Wer narzisstische Züge hat, neigt dazu, andere Menschen nach ihrem Nutzen für das eigene Ego einzuschätzen. So bleibt der Narzisst meist auf der Suche nach Bewunderung, Bestätigung und Kontrolle. Er glaubt, sich im Leben durchgesetzt zu haben – doch dieser Erfolg ist oft nur oberflächlich.

Im Laufe der Zeit verstärkt er sein problematisches Verhalten, weil er keinerlei Kritik duldet und jede Konfliktsituation als persönliche Niederlage empfindet. Um sich stark zu fühlen, umgibt er sich lieber mit Menschen, die ihm unterlegen sind oder von ihm abhängig – Untergebene, Verehrer oder Partner, die sich unterordnen. Echte Gleichberechtigung ist ihm unerträglich.

Freundschaften auf Augenhöhe überdauern selten. Wer den Narzissten durchschaut, zieht sich meist zurück – aus Erschöpfung, Verletztheit oder Selbstschutz. So verliert er nach und nach jene, die ihm trotz allem nahestanden.
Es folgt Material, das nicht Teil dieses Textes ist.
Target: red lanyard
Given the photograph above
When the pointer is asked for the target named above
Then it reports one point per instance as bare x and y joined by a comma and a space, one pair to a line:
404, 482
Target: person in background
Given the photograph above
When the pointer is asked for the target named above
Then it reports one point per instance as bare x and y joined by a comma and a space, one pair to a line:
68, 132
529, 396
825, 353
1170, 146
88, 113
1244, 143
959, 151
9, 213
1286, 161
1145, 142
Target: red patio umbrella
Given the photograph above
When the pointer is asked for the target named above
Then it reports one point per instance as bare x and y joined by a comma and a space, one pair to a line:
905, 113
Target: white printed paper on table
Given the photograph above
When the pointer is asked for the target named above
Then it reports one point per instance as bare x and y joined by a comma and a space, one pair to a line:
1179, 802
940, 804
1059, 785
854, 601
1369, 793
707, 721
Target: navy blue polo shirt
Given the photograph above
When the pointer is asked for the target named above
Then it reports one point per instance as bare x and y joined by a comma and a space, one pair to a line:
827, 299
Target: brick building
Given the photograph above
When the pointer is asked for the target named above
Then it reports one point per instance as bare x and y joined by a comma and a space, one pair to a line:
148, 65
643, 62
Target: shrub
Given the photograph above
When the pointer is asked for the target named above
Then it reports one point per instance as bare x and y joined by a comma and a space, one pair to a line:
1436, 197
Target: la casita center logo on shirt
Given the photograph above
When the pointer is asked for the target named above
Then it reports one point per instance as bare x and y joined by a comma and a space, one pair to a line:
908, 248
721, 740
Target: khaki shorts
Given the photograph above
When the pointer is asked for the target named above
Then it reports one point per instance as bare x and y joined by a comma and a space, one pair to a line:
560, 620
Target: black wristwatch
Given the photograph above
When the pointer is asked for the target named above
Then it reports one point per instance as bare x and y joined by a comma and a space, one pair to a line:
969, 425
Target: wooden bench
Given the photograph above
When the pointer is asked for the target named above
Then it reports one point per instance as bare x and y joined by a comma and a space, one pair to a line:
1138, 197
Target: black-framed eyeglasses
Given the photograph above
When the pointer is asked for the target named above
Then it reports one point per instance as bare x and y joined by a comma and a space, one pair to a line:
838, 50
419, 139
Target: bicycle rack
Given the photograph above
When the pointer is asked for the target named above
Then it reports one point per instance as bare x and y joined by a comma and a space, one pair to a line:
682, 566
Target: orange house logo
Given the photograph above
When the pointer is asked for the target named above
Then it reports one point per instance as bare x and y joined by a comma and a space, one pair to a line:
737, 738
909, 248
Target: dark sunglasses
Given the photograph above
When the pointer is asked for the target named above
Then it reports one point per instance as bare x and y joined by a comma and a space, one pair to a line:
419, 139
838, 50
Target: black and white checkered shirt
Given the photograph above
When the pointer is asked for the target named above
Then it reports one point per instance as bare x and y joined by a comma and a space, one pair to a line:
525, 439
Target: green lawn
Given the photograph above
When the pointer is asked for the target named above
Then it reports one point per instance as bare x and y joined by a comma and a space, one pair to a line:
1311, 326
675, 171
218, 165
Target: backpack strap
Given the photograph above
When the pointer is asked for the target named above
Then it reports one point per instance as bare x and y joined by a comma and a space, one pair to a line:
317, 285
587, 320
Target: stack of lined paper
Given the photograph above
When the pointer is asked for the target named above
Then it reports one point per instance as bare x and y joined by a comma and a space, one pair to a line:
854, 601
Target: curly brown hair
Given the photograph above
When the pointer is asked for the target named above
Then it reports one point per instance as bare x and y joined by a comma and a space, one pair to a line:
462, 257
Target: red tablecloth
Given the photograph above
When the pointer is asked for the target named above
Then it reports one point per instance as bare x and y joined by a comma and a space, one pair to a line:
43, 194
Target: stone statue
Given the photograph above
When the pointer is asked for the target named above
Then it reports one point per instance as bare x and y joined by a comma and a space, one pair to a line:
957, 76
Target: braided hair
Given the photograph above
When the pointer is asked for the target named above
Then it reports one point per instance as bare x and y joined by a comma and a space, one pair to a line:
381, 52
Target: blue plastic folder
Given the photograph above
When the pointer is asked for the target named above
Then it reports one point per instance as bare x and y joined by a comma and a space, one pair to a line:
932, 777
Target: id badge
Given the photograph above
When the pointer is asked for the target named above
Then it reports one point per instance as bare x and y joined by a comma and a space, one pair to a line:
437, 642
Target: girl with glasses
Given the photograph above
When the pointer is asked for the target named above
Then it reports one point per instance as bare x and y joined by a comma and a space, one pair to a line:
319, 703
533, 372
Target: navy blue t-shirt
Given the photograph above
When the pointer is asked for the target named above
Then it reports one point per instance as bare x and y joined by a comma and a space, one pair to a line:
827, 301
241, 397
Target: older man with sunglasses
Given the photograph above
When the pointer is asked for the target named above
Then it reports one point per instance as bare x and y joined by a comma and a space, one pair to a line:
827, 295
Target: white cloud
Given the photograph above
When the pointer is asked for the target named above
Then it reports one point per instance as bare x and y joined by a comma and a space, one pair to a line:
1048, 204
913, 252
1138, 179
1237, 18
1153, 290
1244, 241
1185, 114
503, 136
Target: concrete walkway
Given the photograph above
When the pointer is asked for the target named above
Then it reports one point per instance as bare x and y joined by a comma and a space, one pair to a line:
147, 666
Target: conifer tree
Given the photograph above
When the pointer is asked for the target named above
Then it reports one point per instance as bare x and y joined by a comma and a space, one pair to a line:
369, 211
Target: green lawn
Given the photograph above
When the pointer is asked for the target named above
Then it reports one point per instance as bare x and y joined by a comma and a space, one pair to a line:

Liebesbeziehungen scheitern fast zwangsläufig, weil Zuneigung bei ihm oft nur Mittel zum Zweck ist. Wenn der Partner nicht mehr funktioniert wie eine Bühne für sein Ego, wird er ersetzt – kalt, distanziert, ohne Reue. Langfristige Verbundenheit braucht Empathie, Demut, Verletzlichkeit – Eigenschaften, die dem wahren Narzissten fremd sind.

Am Ende bleibt er oft allein. Nicht selten erkennt er die Leere erst, wenn niemand mehr da ist. Doch statt innezuhalten, projiziert er die Schuld nach außen: „Die anderen haben mich nicht verstanden.“ So stirbt der Narzisst nicht nur einsam – er bleibt bis zuletzt gefangen in seiner eigenen Welt des Scheins.